WASHINGTON (AP) — FBI Director James Comey compared Chinese hackers to a "drunk burglar" who steals with reckless abandon, even as they cost the U.S. economy billions of dollars every year.

In an interview broadcast Sunday on CBS' "60 Minutes," Comey said Chinese hackers target the intellectual property of U.S. companies in China every day.

"I liken them a bit to a drunk burglar. They're kickin' in the front door, knocking over the vase, while they're walking out with your television set. They're just prolific. Their strategy seems to be: 'We'll just be everywhere all the time. And there's no way they can stop us,'" Comey said.

The Justice Department earlier this year announced a 31-count indictment against Chinese hackers accused of breaking into computer networks at steel companies and the manufacturers of solar and nuclear technology, with the goal of gaining a competitive advantage. China has denied the allegations.

In the CBS interview, Comey also discussed the U.S. fight against terrorism. He described the terrorist networks within Syria as a sophisticated "metastasis" of al-Qaida.

He said the Khorasan Group, an al-Qaida cell in Syria that was targeted in military strikes last month, was "working and, you know, may still be working on an effort to attack the United States or our allies, and looking to do it very, very soon."

"Given our visibility we know they're serious people, bent on destruction," he said. The small group of al-Qaida veterans from Afghanistan and Pakistan was targeted in strikes near Aleppo, Syria, last month. Senior U.S. officials have not said whether the group's plots have been disrupted.

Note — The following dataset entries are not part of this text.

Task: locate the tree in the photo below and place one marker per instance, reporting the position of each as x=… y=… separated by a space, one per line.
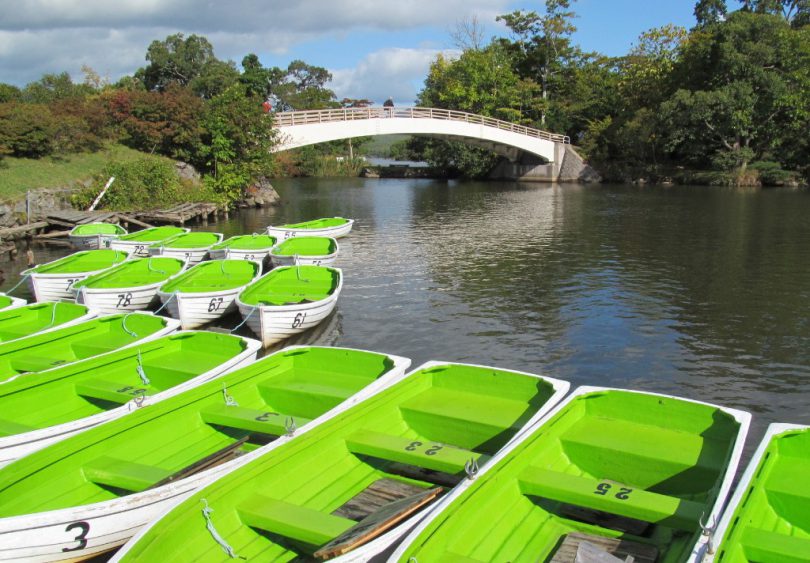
x=708 y=12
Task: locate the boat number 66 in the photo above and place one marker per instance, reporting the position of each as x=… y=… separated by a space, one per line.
x=604 y=488
x=81 y=537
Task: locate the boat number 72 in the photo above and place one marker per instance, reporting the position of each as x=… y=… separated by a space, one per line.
x=432 y=450
x=81 y=537
x=604 y=488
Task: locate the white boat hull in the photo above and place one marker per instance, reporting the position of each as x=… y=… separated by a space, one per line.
x=274 y=323
x=197 y=309
x=81 y=532
x=55 y=287
x=19 y=445
x=334 y=232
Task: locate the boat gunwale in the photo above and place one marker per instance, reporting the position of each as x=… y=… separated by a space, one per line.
x=742 y=417
x=59 y=517
x=242 y=359
x=774 y=429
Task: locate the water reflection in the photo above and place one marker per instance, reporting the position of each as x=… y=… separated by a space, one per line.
x=698 y=292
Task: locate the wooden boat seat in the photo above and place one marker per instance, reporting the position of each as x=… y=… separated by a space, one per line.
x=429 y=455
x=762 y=545
x=112 y=391
x=292 y=521
x=252 y=420
x=612 y=497
x=11 y=428
x=123 y=474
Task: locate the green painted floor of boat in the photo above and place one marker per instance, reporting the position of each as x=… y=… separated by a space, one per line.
x=24 y=321
x=154 y=234
x=133 y=453
x=98 y=229
x=292 y=284
x=84 y=261
x=134 y=273
x=280 y=507
x=650 y=458
x=214 y=275
x=39 y=352
x=306 y=246
x=190 y=240
x=324 y=223
x=772 y=524
x=99 y=384
x=247 y=242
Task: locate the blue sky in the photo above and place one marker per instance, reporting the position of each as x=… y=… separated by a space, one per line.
x=374 y=49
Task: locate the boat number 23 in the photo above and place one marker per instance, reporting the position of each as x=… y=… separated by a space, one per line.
x=82 y=529
x=432 y=450
x=604 y=488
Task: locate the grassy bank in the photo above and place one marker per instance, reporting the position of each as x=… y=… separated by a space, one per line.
x=17 y=175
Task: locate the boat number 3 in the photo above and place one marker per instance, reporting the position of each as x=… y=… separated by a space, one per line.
x=604 y=488
x=81 y=537
x=432 y=450
x=299 y=319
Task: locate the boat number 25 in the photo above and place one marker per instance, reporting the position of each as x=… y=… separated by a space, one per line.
x=299 y=320
x=604 y=488
x=432 y=450
x=83 y=529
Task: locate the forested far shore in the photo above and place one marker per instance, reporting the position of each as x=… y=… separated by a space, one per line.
x=726 y=102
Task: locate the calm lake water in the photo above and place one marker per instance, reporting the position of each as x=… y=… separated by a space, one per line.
x=698 y=292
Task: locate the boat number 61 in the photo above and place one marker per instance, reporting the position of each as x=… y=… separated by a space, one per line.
x=604 y=488
x=83 y=529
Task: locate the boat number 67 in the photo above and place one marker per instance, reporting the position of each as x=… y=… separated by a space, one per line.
x=604 y=488
x=81 y=537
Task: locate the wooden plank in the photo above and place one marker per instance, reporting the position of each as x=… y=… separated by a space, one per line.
x=373 y=498
x=377 y=523
x=618 y=547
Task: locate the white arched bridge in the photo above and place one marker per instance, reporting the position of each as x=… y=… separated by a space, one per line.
x=301 y=128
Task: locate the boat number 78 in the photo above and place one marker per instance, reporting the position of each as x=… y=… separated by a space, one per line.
x=81 y=537
x=604 y=488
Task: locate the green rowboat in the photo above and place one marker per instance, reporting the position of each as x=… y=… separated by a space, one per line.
x=205 y=292
x=8 y=302
x=30 y=319
x=244 y=247
x=768 y=518
x=129 y=286
x=191 y=247
x=54 y=281
x=312 y=251
x=91 y=492
x=357 y=475
x=95 y=235
x=43 y=408
x=607 y=470
x=53 y=348
x=138 y=243
x=289 y=300
x=334 y=227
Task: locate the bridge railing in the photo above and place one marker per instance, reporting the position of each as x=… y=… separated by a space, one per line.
x=289 y=118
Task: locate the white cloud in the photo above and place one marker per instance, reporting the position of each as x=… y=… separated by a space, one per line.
x=39 y=36
x=397 y=73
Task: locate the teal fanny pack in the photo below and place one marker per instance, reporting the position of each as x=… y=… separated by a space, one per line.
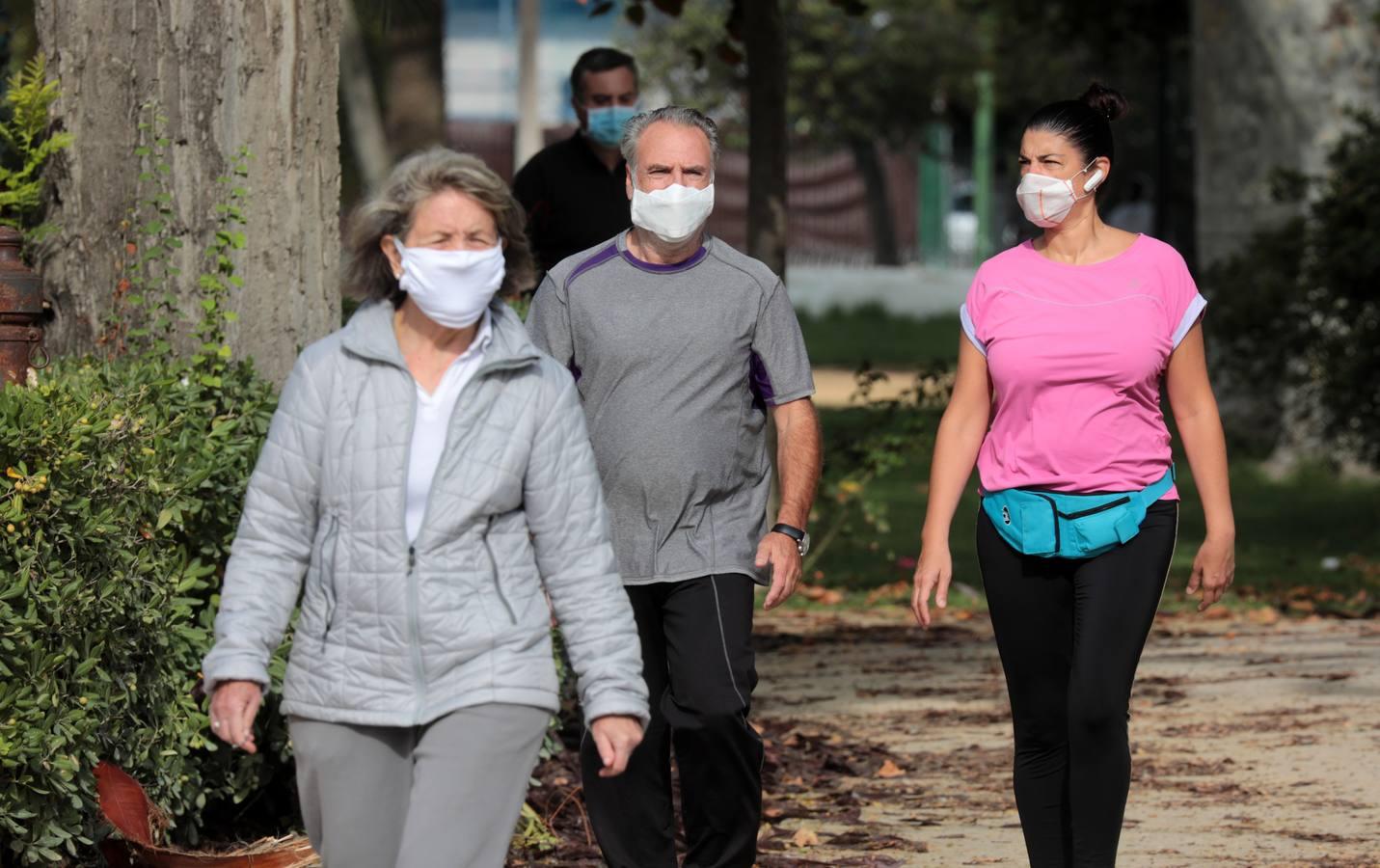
x=1060 y=525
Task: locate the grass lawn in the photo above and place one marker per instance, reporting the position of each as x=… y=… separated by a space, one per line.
x=1284 y=533
x=868 y=333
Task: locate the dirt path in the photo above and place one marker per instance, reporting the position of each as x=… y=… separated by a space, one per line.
x=1254 y=744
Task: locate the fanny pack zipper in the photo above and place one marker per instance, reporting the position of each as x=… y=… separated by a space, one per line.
x=1096 y=509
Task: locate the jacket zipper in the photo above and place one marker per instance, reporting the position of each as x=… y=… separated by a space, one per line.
x=413 y=592
x=1096 y=509
x=327 y=573
x=499 y=585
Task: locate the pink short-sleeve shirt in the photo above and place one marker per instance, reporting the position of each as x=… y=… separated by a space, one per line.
x=1076 y=355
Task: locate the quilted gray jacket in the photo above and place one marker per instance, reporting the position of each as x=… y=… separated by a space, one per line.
x=397 y=635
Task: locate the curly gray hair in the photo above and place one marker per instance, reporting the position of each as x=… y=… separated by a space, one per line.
x=391 y=211
x=679 y=115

Comey said the U.S. believes there are about a dozen Americans fighting alongside extremist groups in Syria. He said if someone has fought alongside the Islamic State militant group and tries to come back to the U.S., "we will track them very carefully."

He said Americans should have confidence in changes made since the Sept. 11, 2001, terrorist attacks, pointing to a government "better organized, better systems, better equipment, smarter deployment. We're better in every way that you'd want us to be since 9/11."